Entre as inéditas que foram resgatadas estão Aqui, daqui e Ator de pantomima, que Aldir havia feito com Joyce Moreno e Sueli Costa — interpretadas por elas; além de Navio negreiro, cuja melodia tem a assinatura do mestre Guinga, que dividiu a interpretação com Leila Pinheiro. Moyseis Marques e Clarysse Grova, parceiros do letrista da nova geração, musicaram e colocaram a voz em Baião da muda e Outro último desejo, respectivamente. Na letra desta última, ele partiu do conceito contido no samba clássico de Noel Rosa.

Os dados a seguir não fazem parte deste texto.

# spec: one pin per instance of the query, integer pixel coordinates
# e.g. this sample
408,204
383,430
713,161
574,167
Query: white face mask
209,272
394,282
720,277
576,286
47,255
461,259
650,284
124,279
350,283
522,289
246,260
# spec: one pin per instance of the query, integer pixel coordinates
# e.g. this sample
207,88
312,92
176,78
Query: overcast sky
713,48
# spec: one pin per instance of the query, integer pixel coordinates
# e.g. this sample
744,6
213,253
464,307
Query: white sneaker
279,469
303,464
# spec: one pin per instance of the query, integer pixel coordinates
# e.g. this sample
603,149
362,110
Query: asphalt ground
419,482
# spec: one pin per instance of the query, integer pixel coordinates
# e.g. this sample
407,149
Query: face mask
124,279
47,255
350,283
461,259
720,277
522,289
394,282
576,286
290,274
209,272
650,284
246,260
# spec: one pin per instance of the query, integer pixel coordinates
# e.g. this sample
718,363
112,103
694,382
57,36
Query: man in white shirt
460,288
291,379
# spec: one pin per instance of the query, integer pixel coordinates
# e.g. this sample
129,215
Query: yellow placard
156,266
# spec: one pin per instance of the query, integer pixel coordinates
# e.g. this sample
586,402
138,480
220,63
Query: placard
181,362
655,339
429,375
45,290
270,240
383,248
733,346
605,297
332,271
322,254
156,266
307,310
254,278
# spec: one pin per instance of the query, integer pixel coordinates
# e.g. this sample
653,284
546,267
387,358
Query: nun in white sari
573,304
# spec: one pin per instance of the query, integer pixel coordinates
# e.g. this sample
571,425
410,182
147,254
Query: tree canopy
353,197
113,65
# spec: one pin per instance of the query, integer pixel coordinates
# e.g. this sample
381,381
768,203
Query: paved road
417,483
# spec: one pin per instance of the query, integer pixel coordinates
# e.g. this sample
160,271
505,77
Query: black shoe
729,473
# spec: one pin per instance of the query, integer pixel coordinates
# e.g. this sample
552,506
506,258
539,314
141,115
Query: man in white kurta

Virulência, que fecha o repertório, é resultado da troca de ideias de Aldir com Alexandre Nero, para a criação de uma canção a ser utilizada na trilha sonora de uma montagem teatral. Um dos versos da música, bem de acordo com os tempos de agora, diz: “Que falta me faz meus pais/Que falta me faz a paz/ Que falta me faz um país”.


Depoimentos

João Bosco
Somos uma parceria ajustada na paixão, na lealdade, e na completude. Nas nossas canções, a arquitetura de linguagem desconhece limites. Parceria é isso aí. Um percebendo o outro, e ambos cantando a nação. Um mineiro, barroco, o outro carioca, do Estácio, um engenheiro, o outro médico. Um flamenguista, o outro vascaíno. Um continua aqui, correndo atrás da bola, o outro, bem, o outro, agora, é diretoria.


Maria Bethânia
Aldir, o Brasil sabe do grande compositor, grande cronista do sentimento da sua gente. Uma honra e grande alegria poder retribuir, demonstrar minha gratidão a um artista brasileiro que tanto me defendeu quando o Brasil me machucou. Linda música dele e do Moacyr que coube a minha voz. Viva Aldir
e sua vida de luz.


Guinga
Eu acho que eu posso sintetizar o sentimento que eu tenho sobre o Aldir Blanc com uma frase, apenas para quem quiser entender: Aldir Blanc salvou a minha vida.


Ana Hollanda
Havia gravado duas músicas do Aldir. Nos tornamos amigos, assim como fiquei, também, da Mary. Foram muitas conversas ao telefone e por e-mail. Ele passou a ser uma pessoa muito presente em minha vida. Fiquei feliz por, junto com Sônia Lobo, ter feito o material enviado pela Mary chegar às mãos da Katy (Almeida Braga) que, de imediato, autorizou a produção do álbum. A Mary quis saber se o Chico (Buarque) poderia participar. Falei com ele, que topou na hora e escolheu a canção que iria gravar. Quanto a mim, foi uma honra ser convidada para interpretar Acalento, canção pela qual fiquei fascinada, não só pela sua beleza, mas também pela letra traduzir uma visão essencialmente feminina — rara na obra do Aldir.


Alexandre Nero
Meu primeiro contato foi com a Mary, para conhecer o Aldir. Eu pensava em fazer um espetáculo de teatro em cima da obra literária e das músicas dele,mas a partir daí, o Aldir passou a me mandar textos e eu a falar sobre o álbum que estava gravando. Sugeri fazermos uma parceria e ele prontamente topou. Trabalhou na letra e me enviou. Quando recebi, achei que a atmosfera da letra não encaixava com a do disco, então perguntei se seria possível a gente tentar adaptá-la. Ele gentilmente me disse: “Vamos mexer na letra, fique à vontade, faça o que quiser”. Propus que ele me enviasse outros textos, frases, guardados e, também, trechos dos e-mails que a gente trocava. Cada e-mail do Aldir era uma forma de poesia. Só sabia escrever assim. Pura poesia. Em cima de todos esses elementos começamos a mexer na letra original, mas acabou que o Aldir não a viu finalizada. Com a sua morte e o meu envolvimento na composição, fiquei cheio de incertezas sobre letra e melodia, então convidei o Antônio Saraiva para me ajudar a terminar Virulência.